La polémique soulevée par M. Philippe Doucet avec son paquet cultuel m'incite à publier[1] ces lignes écrites il y a quelques semaines comme mail.
Mon correspondant avait entendu parler d'une réunion locale organisée par le Parti Chrétien-Démocrate (le parti de Christine Boutin), et me demandait mon opinion sur ce parti. La voici donc Ce sera aussi un début de réponse au commentaire laissé ici par Philippe Métézeau.
Je connais un peu le PCD, dont le représentant argenteuillais Franck Debeaud est à la fois un ami et l'un de mes concurrents aux deux dernières élections.
La Doctrine Sociale de l'Église (catholique) est une philosophie politique solide ; quand je relis des textes des années 80, et même 60, et même du XIXème siècle, je suis souvent épaté par sa lucidité et son progressisme. Et bien sûr, au MoDem, nous en sommes très proches, même si le parti comporte des athées très militants, des gens de toutes religions, et que les catholiques pratiquants y sont très minoritaires.
La question d'afficher ou non l'étiquette "chrétien" sur une pratique politique, se pose pour les personnes comme pour les partis.
Il y a en France des personnes engagées en politique qui se présentent comme "démocrates-chrétiens" ou "chrétiens de gauche / cathos de gauche", en liant donc explicitement appartenance religieuse et ligne politique.
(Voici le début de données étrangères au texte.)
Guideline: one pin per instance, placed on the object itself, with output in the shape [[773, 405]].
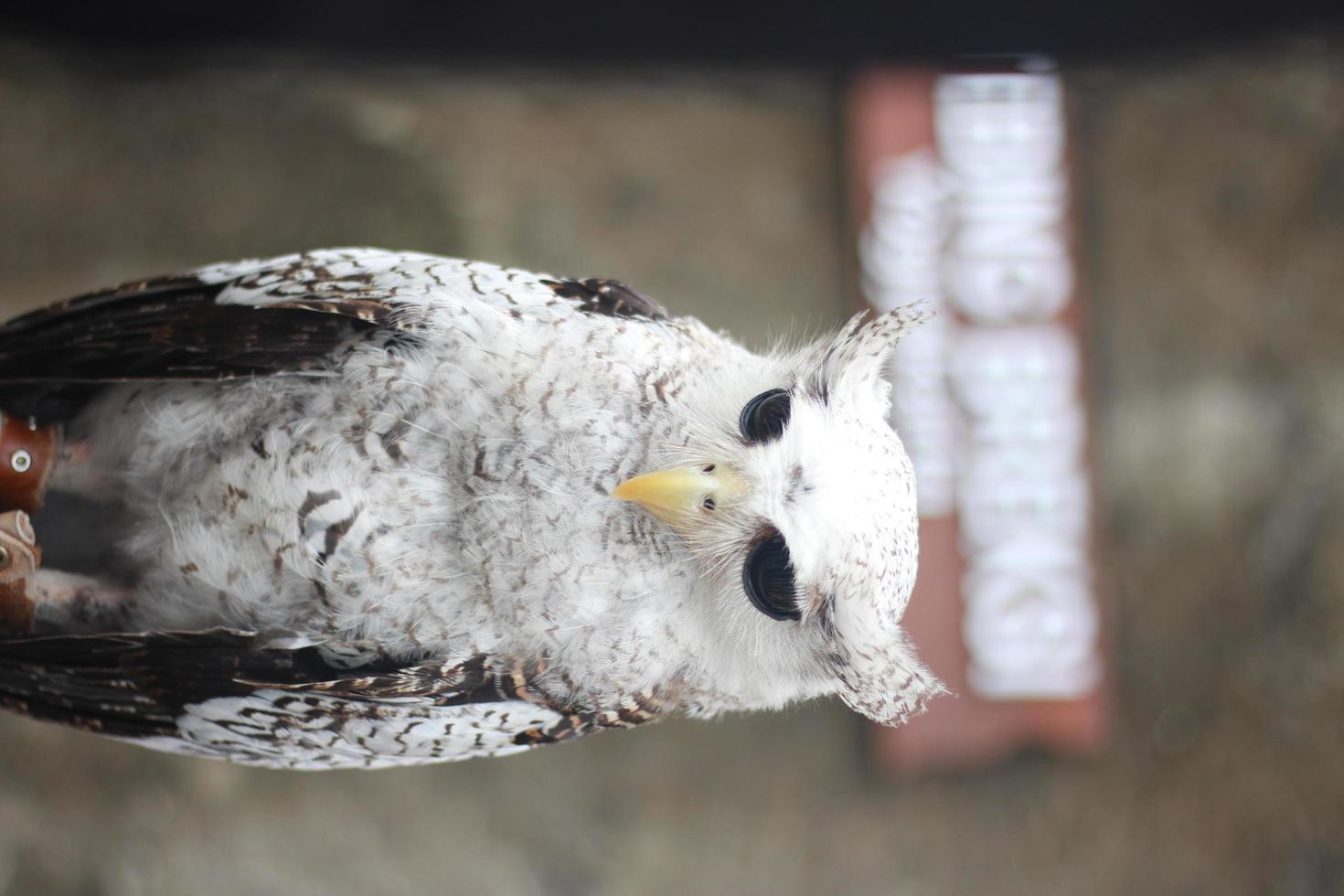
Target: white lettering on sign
[[1031, 621]]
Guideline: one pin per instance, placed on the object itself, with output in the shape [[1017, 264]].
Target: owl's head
[[797, 501]]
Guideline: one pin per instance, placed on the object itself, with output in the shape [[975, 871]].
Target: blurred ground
[[1211, 209]]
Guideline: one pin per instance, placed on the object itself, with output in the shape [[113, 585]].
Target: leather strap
[[19, 559]]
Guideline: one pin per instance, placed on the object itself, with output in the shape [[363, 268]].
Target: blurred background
[[1209, 208]]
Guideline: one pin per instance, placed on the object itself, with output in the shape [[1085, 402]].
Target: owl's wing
[[251, 699], [283, 315]]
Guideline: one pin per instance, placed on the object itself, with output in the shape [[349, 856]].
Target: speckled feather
[[372, 520]]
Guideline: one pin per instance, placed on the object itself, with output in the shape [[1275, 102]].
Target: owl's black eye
[[768, 579], [765, 417]]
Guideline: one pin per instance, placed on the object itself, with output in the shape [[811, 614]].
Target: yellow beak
[[679, 495]]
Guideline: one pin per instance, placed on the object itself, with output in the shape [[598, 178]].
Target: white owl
[[388, 508]]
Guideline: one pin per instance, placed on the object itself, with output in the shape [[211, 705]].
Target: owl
[[359, 508]]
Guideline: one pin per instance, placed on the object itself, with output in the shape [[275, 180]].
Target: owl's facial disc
[[680, 495]]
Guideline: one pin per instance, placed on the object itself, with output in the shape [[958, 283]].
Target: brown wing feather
[[168, 329], [136, 686]]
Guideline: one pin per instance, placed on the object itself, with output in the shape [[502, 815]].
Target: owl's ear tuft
[[862, 347]]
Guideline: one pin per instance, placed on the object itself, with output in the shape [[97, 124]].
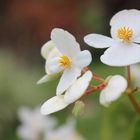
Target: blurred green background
[[24, 27]]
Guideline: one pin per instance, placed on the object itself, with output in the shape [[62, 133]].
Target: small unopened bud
[[78, 108]]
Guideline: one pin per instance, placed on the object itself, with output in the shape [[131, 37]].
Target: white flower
[[135, 71], [73, 93], [125, 32], [64, 55], [48, 51], [65, 132], [115, 87], [33, 123]]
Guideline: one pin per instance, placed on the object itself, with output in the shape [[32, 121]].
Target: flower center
[[125, 33], [65, 61]]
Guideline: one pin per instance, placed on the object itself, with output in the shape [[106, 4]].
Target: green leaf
[[136, 134]]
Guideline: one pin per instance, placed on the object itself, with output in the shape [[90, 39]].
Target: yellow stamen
[[65, 61], [125, 34]]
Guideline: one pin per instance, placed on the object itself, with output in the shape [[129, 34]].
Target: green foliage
[[136, 135], [18, 88]]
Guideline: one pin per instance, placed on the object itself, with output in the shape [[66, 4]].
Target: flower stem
[[130, 96]]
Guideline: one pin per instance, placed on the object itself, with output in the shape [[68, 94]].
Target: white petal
[[99, 41], [121, 55], [54, 104], [46, 49], [65, 42], [126, 18], [83, 59], [67, 79], [47, 78], [78, 88], [52, 66], [115, 88]]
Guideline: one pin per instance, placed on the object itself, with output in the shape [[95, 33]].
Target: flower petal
[[47, 48], [115, 88], [67, 79], [47, 78], [99, 41], [122, 55], [52, 66], [126, 18], [54, 104], [78, 88], [83, 59], [65, 42]]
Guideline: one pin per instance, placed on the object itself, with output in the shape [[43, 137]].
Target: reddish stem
[[130, 96]]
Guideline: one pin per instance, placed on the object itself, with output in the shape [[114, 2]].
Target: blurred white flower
[[135, 71], [65, 132], [33, 124], [115, 87], [125, 32], [73, 93], [63, 54]]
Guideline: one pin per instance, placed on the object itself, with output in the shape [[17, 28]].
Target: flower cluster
[[64, 57]]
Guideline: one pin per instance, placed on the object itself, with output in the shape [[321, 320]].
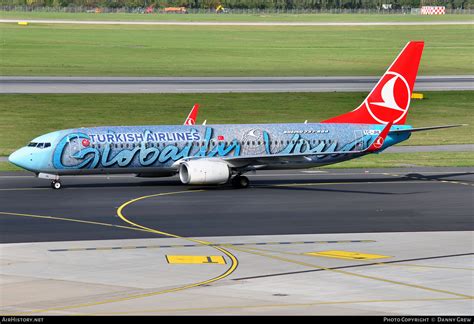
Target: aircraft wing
[[262, 160]]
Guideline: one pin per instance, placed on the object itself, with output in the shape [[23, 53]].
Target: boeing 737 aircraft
[[219, 154]]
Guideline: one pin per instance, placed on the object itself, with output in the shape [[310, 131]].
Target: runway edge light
[[417, 96]]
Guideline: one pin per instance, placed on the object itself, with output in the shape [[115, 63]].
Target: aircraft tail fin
[[191, 119], [389, 100]]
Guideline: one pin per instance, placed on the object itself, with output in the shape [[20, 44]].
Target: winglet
[[378, 143], [191, 119]]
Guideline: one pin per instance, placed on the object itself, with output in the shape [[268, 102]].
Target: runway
[[216, 84], [314, 242], [235, 23]]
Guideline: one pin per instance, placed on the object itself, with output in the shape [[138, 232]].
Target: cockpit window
[[39, 145]]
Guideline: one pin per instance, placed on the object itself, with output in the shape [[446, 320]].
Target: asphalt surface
[[278, 202], [235, 23], [216, 84]]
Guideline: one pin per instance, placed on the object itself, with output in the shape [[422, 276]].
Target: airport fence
[[142, 10]]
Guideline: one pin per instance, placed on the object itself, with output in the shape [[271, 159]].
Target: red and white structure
[[433, 10]]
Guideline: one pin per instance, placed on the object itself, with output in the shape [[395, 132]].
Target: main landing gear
[[240, 181], [56, 184]]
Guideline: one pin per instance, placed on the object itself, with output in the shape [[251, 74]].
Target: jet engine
[[204, 172]]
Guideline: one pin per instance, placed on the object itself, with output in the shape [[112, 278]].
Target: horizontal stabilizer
[[419, 129]]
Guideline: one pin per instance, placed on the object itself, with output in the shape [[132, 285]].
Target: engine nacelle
[[204, 172]]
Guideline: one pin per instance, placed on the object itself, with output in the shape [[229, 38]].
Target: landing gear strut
[[56, 184], [240, 181]]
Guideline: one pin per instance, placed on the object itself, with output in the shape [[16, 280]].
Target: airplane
[[221, 154]]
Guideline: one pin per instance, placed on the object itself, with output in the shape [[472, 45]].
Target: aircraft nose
[[19, 158]]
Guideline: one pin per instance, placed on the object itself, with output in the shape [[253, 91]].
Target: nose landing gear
[[240, 182], [56, 184]]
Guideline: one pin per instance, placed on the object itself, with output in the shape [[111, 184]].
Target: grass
[[233, 17], [227, 51], [26, 116], [402, 160]]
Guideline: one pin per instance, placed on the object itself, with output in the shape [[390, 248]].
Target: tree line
[[245, 4]]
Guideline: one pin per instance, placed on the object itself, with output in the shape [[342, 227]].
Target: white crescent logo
[[379, 142], [388, 99], [388, 96]]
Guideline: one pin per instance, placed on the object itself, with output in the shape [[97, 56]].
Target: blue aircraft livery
[[218, 154]]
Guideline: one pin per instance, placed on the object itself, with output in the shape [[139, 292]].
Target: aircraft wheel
[[240, 182], [56, 185]]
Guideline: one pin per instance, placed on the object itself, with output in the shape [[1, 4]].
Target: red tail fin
[[191, 119], [389, 100]]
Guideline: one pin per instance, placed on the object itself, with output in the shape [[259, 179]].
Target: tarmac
[[30, 84], [236, 23], [310, 242]]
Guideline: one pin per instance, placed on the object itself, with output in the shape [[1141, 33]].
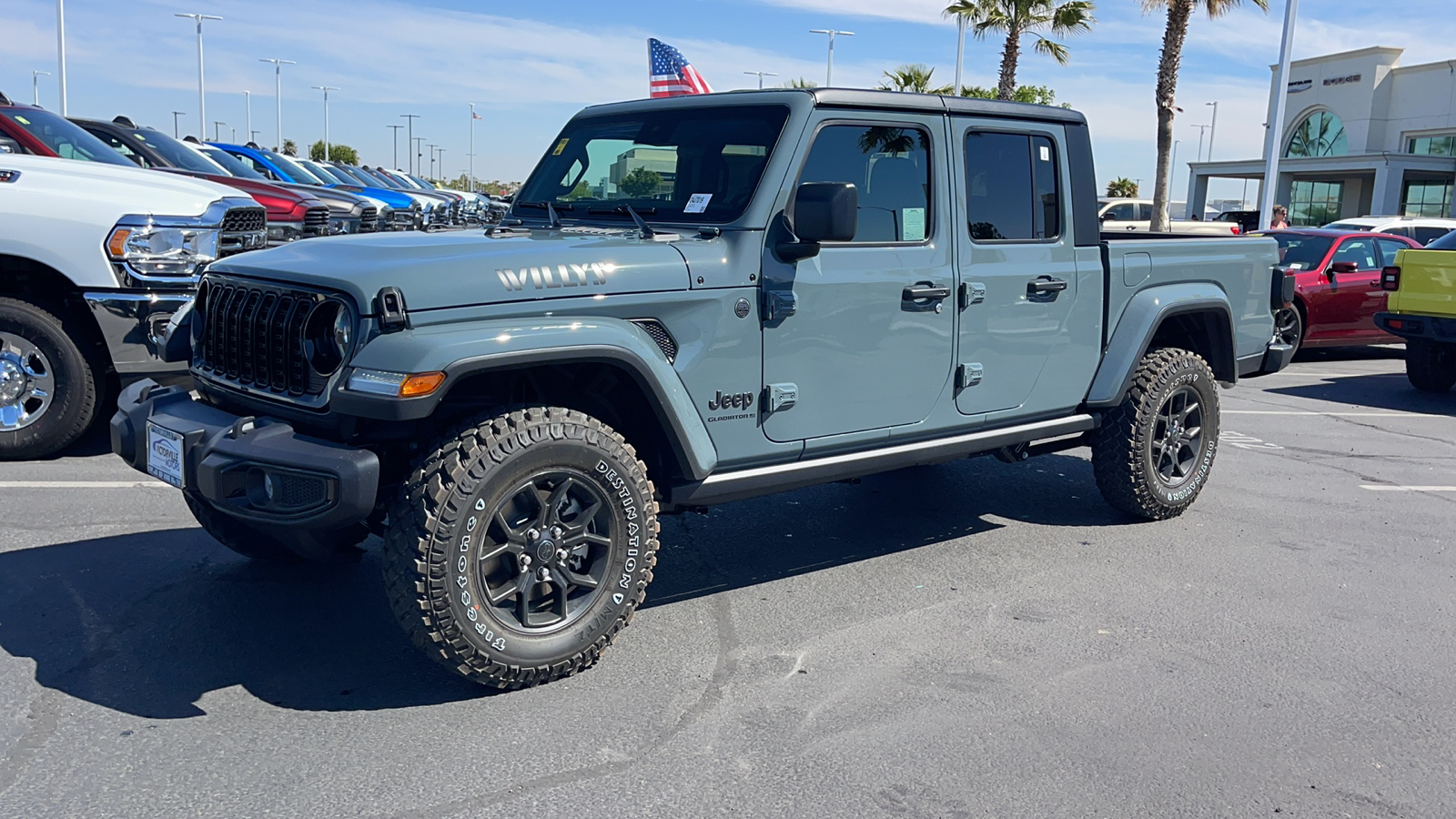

Pour une personne physique, au fond, ça ne pose pas de problème. Ça relève de la façon dont chacun construit ses convictions et ses engagements ; il n'y a qu'un même bonhomme (ou une femme) derrière plusieurs étiquettes politique, religieuse, professionnelle, sportive, etc.
Pour les partis, organisations collectives, la question est différente.
Dans un pays comme l'Allemagne, certains secteurs des Églises ont été les veilleuses de la résistance au nazisme (en arrêtant, par exemple, le massacre des handicapés en 1940-41, Cf. cet historique). L'identité religieuse a été nettement affirmée après la guerre dans le nom des partis CDU et CSU, alors qu'elle était absente des étiquettes avant la guerre (le parti des catholiques rhénans était le Zentrum).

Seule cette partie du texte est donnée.